Given current budget realities, the secretary said, some “very, very tough choices” had to be made.
“We proposed to retire some entire fleets,” James said. “That way, we will get billions of dollars of savings, vice millions of dollars. This will include the A-10 fleet and the U-2, which have served us well for years. But again, tough choices were in order.”
The tough choices also include limiting combat air patrols and retiring the Predator unmanned aerial vehicle fleet in favor of the “fully capable MQ-9 Reaper fleet in the future,” she added.
James said her final priority is making sure every dollar counts.
“This means keeping acquisition programs on budget and on schedule,” she said. “We’re going to continue to move forward and get to a point where we (have) auditability as a Department of Defense and as an Air Force.
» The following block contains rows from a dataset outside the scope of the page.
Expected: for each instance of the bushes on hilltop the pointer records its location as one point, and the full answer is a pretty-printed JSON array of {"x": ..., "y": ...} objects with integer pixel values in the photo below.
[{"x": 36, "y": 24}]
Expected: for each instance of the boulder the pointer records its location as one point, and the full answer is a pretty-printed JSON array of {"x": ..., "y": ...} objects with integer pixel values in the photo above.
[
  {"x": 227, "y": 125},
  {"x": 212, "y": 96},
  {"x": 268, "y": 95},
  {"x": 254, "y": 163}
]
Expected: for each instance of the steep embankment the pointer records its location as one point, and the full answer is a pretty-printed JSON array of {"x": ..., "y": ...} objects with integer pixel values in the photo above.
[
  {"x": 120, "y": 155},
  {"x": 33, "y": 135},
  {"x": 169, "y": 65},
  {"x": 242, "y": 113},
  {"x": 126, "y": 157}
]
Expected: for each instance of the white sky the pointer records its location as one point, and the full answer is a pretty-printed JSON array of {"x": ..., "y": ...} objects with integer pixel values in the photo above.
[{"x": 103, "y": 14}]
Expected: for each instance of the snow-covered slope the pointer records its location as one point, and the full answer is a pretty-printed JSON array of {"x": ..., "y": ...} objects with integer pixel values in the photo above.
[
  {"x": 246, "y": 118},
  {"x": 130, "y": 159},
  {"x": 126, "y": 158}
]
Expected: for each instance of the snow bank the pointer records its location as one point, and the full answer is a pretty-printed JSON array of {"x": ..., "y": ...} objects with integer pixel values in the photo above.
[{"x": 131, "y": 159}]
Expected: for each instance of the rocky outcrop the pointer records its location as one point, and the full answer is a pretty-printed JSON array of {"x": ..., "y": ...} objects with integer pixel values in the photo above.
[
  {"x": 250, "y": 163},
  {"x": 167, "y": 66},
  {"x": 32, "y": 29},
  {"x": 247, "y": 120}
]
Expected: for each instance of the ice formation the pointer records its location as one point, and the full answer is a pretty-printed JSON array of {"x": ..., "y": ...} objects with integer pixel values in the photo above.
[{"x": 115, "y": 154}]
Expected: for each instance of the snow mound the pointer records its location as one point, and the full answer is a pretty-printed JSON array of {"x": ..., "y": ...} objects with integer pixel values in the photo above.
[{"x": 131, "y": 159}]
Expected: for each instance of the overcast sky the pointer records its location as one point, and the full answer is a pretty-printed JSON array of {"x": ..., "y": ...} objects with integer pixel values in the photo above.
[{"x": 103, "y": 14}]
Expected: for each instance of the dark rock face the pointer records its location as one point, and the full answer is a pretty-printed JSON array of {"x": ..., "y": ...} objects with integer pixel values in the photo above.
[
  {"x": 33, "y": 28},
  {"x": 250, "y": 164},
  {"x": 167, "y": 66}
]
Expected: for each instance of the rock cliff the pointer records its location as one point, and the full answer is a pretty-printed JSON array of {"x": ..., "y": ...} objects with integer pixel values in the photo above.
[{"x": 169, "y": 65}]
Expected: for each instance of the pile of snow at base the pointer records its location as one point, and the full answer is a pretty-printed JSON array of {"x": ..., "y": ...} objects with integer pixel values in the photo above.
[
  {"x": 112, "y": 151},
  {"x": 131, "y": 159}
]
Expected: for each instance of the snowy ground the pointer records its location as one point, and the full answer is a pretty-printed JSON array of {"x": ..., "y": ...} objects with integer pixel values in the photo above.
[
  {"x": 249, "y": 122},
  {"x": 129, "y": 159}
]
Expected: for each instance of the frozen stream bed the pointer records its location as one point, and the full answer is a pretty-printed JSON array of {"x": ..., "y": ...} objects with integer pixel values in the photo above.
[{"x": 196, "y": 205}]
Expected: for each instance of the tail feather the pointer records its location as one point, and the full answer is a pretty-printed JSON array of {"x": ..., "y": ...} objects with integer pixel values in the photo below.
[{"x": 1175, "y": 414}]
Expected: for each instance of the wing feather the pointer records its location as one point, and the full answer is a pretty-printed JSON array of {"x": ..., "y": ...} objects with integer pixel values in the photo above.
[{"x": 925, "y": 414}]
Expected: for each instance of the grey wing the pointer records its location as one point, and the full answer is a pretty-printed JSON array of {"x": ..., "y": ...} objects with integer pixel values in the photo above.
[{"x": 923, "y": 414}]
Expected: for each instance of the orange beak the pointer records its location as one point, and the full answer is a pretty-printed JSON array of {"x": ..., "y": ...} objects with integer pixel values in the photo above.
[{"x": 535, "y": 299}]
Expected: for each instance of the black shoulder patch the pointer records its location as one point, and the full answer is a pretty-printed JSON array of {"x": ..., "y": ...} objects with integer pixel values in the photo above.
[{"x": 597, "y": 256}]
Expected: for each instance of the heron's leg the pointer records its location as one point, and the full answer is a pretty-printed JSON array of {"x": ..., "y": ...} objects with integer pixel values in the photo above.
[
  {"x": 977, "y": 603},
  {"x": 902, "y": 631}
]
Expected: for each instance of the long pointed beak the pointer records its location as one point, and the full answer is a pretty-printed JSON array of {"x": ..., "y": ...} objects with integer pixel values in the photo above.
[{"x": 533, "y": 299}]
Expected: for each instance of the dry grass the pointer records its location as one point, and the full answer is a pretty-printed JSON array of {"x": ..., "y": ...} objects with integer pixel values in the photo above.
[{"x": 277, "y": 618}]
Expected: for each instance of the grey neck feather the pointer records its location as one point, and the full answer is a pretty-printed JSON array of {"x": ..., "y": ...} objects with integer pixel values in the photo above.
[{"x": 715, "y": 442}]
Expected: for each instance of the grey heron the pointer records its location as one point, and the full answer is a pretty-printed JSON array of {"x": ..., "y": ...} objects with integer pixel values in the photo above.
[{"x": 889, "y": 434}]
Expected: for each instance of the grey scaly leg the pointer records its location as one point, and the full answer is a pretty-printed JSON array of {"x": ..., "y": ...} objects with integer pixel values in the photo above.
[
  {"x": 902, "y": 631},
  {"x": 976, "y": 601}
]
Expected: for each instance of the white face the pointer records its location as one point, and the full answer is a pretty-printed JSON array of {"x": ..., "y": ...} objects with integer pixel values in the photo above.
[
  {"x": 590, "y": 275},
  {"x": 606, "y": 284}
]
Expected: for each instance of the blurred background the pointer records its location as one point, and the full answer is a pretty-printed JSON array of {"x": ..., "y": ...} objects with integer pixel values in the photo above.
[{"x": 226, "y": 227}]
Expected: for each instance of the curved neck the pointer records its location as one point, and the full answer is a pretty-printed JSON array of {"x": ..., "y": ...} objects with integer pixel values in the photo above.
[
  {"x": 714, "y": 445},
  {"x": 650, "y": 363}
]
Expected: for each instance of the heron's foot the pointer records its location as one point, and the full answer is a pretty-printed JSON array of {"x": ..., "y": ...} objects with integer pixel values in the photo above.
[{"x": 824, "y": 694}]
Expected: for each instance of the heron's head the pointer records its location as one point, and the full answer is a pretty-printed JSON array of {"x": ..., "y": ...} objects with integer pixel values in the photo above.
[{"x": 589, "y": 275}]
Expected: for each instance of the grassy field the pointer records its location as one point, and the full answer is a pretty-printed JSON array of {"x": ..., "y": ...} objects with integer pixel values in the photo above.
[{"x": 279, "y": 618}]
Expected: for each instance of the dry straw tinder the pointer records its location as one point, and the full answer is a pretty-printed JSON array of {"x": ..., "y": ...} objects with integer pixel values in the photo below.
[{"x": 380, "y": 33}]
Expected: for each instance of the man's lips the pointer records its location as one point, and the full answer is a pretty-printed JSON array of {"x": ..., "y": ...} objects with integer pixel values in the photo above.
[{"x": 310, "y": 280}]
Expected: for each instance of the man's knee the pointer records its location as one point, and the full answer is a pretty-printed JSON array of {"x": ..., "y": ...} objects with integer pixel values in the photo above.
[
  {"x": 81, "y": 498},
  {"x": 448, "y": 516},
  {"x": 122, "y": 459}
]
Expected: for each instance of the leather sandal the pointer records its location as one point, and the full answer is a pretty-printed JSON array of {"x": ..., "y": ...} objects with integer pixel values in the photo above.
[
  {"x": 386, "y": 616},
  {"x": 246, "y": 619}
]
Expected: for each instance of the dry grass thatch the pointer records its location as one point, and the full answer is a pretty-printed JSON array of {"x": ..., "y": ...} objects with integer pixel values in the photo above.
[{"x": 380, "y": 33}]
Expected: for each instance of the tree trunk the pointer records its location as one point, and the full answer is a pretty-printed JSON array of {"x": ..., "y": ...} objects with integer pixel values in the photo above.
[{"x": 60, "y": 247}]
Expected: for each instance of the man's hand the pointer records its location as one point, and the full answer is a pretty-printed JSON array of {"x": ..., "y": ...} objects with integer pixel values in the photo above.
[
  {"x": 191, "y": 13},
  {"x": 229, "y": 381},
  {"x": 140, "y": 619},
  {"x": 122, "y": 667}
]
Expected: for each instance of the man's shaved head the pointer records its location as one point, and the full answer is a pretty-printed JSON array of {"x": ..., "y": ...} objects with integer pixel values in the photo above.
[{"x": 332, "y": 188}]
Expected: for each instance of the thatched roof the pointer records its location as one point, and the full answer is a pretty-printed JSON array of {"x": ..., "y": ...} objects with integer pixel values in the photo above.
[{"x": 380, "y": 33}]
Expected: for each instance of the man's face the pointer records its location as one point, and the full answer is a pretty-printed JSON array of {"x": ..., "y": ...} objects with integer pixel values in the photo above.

We’re going to trim overhead, including that 20 percent reduction you’ve heard (Defense Secretary Chuck Hagel) talk about.”
James said if sequestration-level funding returns in fiscal 2016, Air Force leaders believe it would compromise national security too much. If forced to return to those previous levels, James said, 80 more aircraft, including the KC-10 tanker fleet, would have to be retired, sensor upgrades to the Global Hawk would be deferred, and the purchases of F-35s would slow.
The Air Force also would have fewer combat air patrols, fewer Predator-Reaper patrols, and would be unable to continue the next-generation jet engine program. Other important programs would have to be re-evaluated, she said.
Welsh also testified on the impacts of a return to sequester-level funding, telling the panel that Air Force leaders simply cannot ignore the fact that the law as currently written returns sequestered funding levels in fiscal 2016.
“And to prepare for that,” Welsh said, “we must cut people and force structure now to create a balanced Air Force that we can afford to train and operate in (fiscal 2016) and beyond. We also have to look at where we must recapitalize to be viable against a threat 10 years from now.”
Welsh said while there are no “easy choices left” regarding the budget, the Air Force is the “finest in the world,” and everything needs to be done to keep it as such.
“We built this budget to ensure that Air Force combat power remains unequaled,” he said. “But that does not mean that it will remain unaffected.”